Plaintiff and defendants entered into a management contract whereby plaintiff was to supervise the construction of a project on lands owned by defendant Valley View Development Corporation (Valley View). Pursuant to the contract, Valley View made a deposit of $6,650 with plaintiff, which deposit was to be held in escrow and returned to plaintiff at the end of the agreement. Thereafter, the parties entered into a termination agreement rescinding the management contract. Valley View agreed therein to pay to plaintiff two installments of $6,650 each. When the second such payment was not remitted, plaintiff commenced the instant suit for a breach of contract and thereafter moved for summary judgment on the complaint. Special Term denied the motion, holding that since the termination agreement was silent as to the disposition of the escrow funds held by plaintiff, an issue of fact existed as to whether those funds were allocable to the payment sued upon. We now reverse.

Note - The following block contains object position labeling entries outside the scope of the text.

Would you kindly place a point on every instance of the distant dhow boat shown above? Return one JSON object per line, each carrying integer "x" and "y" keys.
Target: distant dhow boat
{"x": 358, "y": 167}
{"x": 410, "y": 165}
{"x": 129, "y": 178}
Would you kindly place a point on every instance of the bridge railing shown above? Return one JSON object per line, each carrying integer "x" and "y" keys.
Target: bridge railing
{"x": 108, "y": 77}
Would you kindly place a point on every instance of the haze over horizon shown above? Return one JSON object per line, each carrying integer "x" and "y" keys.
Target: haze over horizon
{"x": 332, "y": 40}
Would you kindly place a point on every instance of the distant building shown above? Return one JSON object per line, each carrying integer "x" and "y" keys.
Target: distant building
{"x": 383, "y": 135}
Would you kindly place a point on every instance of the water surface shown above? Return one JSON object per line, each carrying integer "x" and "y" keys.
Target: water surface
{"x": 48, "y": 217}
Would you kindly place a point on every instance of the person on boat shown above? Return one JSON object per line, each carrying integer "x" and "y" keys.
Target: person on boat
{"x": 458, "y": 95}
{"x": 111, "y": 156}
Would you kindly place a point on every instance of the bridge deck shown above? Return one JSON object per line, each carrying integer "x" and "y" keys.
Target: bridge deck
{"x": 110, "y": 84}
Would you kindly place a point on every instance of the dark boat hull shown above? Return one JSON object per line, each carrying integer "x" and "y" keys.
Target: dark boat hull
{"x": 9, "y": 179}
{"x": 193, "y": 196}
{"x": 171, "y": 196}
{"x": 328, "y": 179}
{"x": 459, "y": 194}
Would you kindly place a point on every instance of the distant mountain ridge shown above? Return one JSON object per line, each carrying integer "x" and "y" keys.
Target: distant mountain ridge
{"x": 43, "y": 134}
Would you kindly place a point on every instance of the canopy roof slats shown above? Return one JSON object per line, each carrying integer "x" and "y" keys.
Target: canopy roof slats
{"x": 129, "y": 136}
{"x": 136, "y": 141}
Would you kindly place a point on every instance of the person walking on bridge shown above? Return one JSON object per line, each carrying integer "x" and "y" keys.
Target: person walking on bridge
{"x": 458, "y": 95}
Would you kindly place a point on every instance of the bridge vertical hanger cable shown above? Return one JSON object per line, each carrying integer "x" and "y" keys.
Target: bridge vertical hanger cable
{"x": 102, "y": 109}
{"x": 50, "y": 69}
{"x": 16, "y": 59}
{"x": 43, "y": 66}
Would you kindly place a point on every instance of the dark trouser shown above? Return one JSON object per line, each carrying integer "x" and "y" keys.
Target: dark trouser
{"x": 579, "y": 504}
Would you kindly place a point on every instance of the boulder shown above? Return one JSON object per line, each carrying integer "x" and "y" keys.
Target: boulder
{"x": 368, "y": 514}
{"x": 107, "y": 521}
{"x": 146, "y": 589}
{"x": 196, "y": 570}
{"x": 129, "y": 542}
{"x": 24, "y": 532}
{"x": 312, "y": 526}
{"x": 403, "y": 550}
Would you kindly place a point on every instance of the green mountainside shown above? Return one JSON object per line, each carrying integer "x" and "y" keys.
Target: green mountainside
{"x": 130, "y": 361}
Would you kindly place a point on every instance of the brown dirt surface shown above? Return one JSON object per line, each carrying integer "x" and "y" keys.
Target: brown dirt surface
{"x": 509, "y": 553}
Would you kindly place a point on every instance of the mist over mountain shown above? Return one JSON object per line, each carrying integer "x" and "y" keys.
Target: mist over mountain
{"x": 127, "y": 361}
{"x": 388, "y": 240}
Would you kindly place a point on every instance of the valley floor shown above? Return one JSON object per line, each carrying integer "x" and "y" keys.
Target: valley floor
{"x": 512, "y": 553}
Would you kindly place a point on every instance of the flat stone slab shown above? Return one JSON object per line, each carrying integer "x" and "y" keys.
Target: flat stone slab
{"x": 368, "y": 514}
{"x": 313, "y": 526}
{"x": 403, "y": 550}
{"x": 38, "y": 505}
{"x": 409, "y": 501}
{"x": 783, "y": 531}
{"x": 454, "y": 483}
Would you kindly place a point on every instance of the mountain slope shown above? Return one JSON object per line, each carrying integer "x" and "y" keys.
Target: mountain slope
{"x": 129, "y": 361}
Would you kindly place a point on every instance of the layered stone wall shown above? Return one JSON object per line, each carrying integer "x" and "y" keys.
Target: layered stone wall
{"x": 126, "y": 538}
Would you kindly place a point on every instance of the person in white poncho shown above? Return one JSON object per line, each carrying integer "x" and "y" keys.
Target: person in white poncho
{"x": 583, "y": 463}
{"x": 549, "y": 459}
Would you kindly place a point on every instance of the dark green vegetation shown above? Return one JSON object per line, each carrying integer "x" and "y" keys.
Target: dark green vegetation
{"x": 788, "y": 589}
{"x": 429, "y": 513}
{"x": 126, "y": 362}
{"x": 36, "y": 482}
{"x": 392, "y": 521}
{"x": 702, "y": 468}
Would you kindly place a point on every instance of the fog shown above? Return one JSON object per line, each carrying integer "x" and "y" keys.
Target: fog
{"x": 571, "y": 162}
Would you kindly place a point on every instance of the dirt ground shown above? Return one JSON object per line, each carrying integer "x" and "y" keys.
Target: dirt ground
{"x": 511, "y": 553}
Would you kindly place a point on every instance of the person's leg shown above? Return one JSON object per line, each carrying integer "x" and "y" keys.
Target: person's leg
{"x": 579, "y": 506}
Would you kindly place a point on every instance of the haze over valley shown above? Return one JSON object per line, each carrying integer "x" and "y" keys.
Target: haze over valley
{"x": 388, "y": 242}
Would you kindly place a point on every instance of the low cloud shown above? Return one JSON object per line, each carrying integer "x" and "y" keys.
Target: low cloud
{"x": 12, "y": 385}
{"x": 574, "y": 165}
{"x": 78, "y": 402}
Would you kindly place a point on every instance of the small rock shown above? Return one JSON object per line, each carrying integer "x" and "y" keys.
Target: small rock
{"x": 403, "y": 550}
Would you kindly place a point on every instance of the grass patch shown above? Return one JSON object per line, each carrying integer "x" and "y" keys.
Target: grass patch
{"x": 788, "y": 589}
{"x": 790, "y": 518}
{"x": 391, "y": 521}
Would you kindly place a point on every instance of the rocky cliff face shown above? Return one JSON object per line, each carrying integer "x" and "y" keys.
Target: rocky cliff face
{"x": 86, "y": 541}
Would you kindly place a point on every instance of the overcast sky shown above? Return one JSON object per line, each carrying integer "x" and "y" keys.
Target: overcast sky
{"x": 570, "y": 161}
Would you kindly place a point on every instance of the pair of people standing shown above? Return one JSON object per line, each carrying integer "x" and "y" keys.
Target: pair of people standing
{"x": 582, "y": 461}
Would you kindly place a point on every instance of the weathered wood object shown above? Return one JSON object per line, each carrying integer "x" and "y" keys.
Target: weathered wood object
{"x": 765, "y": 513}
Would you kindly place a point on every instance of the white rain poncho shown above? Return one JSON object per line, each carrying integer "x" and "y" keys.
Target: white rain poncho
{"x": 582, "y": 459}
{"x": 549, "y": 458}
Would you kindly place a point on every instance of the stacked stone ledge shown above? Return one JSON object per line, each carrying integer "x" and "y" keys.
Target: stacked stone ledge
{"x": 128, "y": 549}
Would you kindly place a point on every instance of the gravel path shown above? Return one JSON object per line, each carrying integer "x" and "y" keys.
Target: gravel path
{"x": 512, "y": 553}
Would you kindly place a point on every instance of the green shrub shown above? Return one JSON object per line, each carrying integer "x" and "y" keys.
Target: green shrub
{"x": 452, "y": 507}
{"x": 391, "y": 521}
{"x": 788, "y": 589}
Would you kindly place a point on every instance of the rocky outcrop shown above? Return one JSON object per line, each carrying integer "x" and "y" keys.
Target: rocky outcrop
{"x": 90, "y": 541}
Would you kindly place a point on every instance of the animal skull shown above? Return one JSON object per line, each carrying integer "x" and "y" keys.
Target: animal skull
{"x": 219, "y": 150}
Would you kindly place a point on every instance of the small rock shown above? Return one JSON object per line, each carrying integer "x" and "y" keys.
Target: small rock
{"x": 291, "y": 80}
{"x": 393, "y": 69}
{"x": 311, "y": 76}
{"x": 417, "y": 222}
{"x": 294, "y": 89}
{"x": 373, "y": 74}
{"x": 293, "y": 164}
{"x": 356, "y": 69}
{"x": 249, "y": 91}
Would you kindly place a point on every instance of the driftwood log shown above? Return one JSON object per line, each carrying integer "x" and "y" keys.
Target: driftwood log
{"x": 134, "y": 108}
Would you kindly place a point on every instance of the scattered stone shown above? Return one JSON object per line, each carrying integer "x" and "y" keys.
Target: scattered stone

When a contract is terminated in the course of performance, any claim which either party may have had regarding any outstanding obligation thereunder is annulled unless it is
*1002expressly or impliedly reserved in the rescission agreement (Eames Vacuum Brake Co. v Prosser, 157 NY 289, 295-296; McCreery v Day, 119 NY 1, 5; 22 NY Jur 2d, Contracts, § 434, at 356). Generally, the agreement of rescission operates as an accord and satisfaction of the prior covenants (McCreery v Day, supra, p 9). Whether the termination agreement here discharged plaintiffs obligation under the management contract to return the escrow funds involves a question of intention to be ascertained from all of the circumstances (see, Mallad Constr. Corp. v County Fed. Sav. & Loan Assn., 32 NY2d 285, 290). Since the parties did not submit parol evidence relevant to the resolution of this issue, Special Term was presented with a question of law regarding such intention which should have properly been determined on the motion for summary judgment through an examination of the four corners of the termination agreement (supra, at pp 288, 290-291). An examination of that document shows that the parties did not expressly or impliedly reserve defendants’ claim. The escrow funds are not mentioned in the termination agreement and the provision for the payment of two installments of $6,650 to plaintiff represented a monthly fee then due and owing and a termination fee. Accordingly, plaintiffs motion for summary judgment on the termination agreement should have been granted.
Order modified, on the law, with costs to plaintiff, by reversing so much thereof as denied plaintiffs motion for summary judgment on the complaint; motion granted and summary judgment awarded to plaintiff on the complaint; and, as so modified, affirmed. Main, J. P., Mikoll, Yesawich, Jr., and Levine, JJ., concur.